8

 

Los días empezaron a tomar forma y fueron pasando. Al principio Ethel y Rosemary iban a verle juntas todas las tardes. Pronto dejó de desear que llegara la hora de las visitas. ¡Hablaban de cosas tan corrientes! Se quedaban de pie, junto a la cama, y por toda la sala había otras personas de pie y que hablaban de la misma forma. El señor Gibson se sentía como si estuviera en el zoo y vinieran los seres humanos a hacer ruido para comunicar a los animales sus buenos deseos, pero poco más. Como si los hombres que están en una sala de hospital hubieran perdido la razón, las ideas y la imaginación. Eran cuerpos que estaban curándose, y nada más. Durante la segunda y tercera semana venía a menudo Ethel sola diciendo que Rosemary estaba descansando. Ethel le daba noticias triviales y alegres. Violette era un gasto muy grande, pero la conservarían si Ken insistía. El tiempo era ideal. ¿Y Rosemary? ¡Oh!, Rosemary estaba siendo muy sensata, comía bien y se recuperaba estupendamente.
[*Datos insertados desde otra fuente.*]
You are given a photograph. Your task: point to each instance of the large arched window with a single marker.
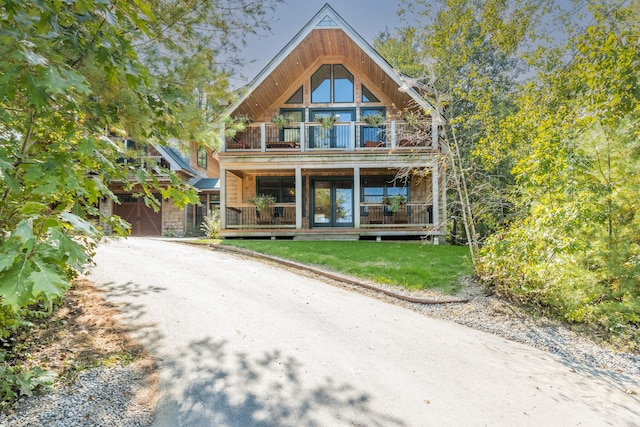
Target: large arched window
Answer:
(331, 83)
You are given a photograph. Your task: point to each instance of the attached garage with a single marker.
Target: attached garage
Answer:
(143, 219)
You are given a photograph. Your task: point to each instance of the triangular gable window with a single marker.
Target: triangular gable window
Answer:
(327, 22)
(296, 98)
(368, 96)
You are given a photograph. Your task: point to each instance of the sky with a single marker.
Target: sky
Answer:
(367, 17)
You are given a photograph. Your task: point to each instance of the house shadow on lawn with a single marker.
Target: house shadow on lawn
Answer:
(206, 385)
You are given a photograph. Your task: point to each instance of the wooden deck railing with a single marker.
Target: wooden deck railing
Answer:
(372, 215)
(246, 215)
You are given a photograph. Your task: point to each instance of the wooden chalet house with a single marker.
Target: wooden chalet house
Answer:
(329, 166)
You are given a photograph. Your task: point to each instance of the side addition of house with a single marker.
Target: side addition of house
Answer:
(326, 141)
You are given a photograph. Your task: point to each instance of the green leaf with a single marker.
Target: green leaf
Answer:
(73, 250)
(37, 95)
(7, 260)
(48, 282)
(14, 287)
(30, 209)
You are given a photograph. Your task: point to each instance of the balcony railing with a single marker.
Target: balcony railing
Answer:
(350, 136)
(148, 163)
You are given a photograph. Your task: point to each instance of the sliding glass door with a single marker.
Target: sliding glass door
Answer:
(332, 203)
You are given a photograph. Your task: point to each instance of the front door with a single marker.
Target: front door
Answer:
(332, 203)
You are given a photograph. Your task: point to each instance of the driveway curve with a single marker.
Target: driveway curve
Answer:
(243, 343)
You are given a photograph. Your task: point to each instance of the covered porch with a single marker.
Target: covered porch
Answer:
(314, 201)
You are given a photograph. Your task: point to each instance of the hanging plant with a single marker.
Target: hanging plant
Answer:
(327, 122)
(374, 120)
(394, 202)
(242, 119)
(262, 201)
(282, 120)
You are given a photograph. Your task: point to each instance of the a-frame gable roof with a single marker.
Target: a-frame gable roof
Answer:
(292, 61)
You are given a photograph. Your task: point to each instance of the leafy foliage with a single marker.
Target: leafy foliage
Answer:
(71, 75)
(574, 246)
(211, 224)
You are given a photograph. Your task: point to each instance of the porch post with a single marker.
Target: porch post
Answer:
(435, 197)
(443, 218)
(263, 136)
(393, 135)
(223, 139)
(352, 136)
(356, 197)
(223, 198)
(299, 200)
(434, 133)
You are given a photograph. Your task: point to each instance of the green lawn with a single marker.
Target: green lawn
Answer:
(408, 264)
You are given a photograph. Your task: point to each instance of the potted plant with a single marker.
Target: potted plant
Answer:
(262, 201)
(327, 122)
(282, 120)
(242, 119)
(412, 119)
(374, 120)
(394, 202)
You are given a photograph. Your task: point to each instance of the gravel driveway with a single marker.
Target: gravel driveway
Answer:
(244, 343)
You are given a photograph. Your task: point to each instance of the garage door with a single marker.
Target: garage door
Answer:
(143, 219)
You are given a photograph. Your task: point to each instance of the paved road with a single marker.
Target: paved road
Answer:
(242, 343)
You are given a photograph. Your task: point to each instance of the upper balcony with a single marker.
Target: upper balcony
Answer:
(345, 136)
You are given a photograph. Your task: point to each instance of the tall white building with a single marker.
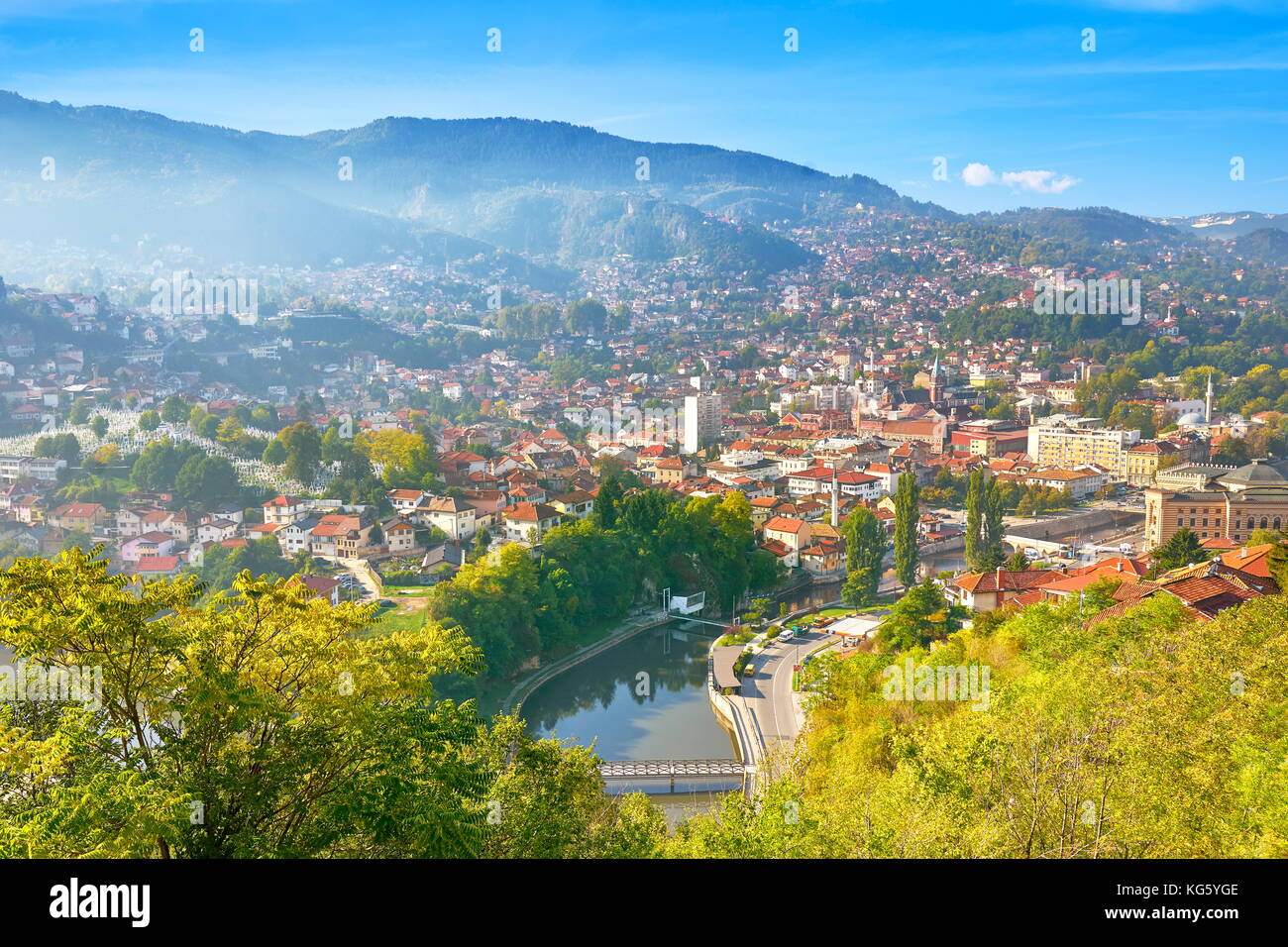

El señor Gibson venció un sentimiento de celos al pensar que las dos congeniaban y que la casa marchaba demasiado bien sin él. Deseaba poder salir de allí. Pero no lo dijo. Sólo afirmó que él también iba mejorando.
Paul Townsend cayó por allí una o dos veces y le habló de alegres lugares comunes Era una vergüenza que tuviera que pasar aquello. Todos estaban bien en casa y todo marchaba perfectamente.
Solamente cuando algunos de sus compañeros profesores iban a verle y se ponían a charlar —como lo habían hecho durante tantos años de su vida—, comentando libros que recordaban, el señor Gibson disfrutaba un sentimiento de satisfacción por la visita.
Un día Rosemary vino sola. Ethel llevaba unos días diciendo cada vez más en serio que se iba a quedar con ellos definitivamente. Hoy había salido a ver qué trabajos había por ahí. Y, ante la sorpresa del señor Gibson, Rosemary se proponía salir también a buscar empleo.
—Al fin y al cabo —dijo junto a la cama, de pie, de la misma forma que Ethel—, hay un sustituto que va a terminar el curso en tu lugar, Kenneth, y luego viene el verano. No eres el hombre más rico del mundo... y no deberías hacer nada este verano, después de todos estos descalabros. A pesar del seguro, sabes que no podremos recuperar lo que nos ha costado todo esto —durante un momento pareció sentirse desamparada—. Pero no hay razón para que yo no pueda ayudar. Ahora ya estoy bien...
Estaba demasiado bien. Físicamente tenía un aspecto robusto. El no supo qué fue lo que le hizo inquietarse. Le pareció percibir en la voz de Rosemary ciertos matices de la vivacidad y el sentido práctico de Ethel... El enfermo de la cama de la derecha, que era nuevo, estaba escuchando atentamente cada palabra que decían, y el señor Gibson tampoco podía sustraer su propia conciencia de este hecho.
—Una mujer no tiene por qué ser un parásito —dijo Rosemary—, a no ser que esté casada con un gran magnate de la industria que pueda permitirse el lujo de mantener a un parásito.
—O que le gusten —murmuró—. Algunos hombres, están muy anticuados —revisó austeramente su pensamiento—. Si crees que vas a disfrutar trabajando, estoy de acuerdo, Rosemary. ¿Cómo... cómo está el jardín?
—Está bien, supongo.
—¿Has intentado pintar la pared pequeña? —él se esforzaba por rebuscar hacia atrás algo lejano, al otro lado de la niebla.
—No —dijo ella—, no lo he hecho. Nunca podré pintar bien, Kenneth. Sólo soy una aficionada. Ethel dice, ya lo sabes, que la gente se dedica a esas cosas para evadirse de la realidad, y creo que yo no he estado al corriente de... bueno, de la realidad económica... del mundo de los negocios... en fin del mundo real.
El señor Gibson pensó para sí mismo: «Sí, ésta es Ethel. Pero esto le viene bien.»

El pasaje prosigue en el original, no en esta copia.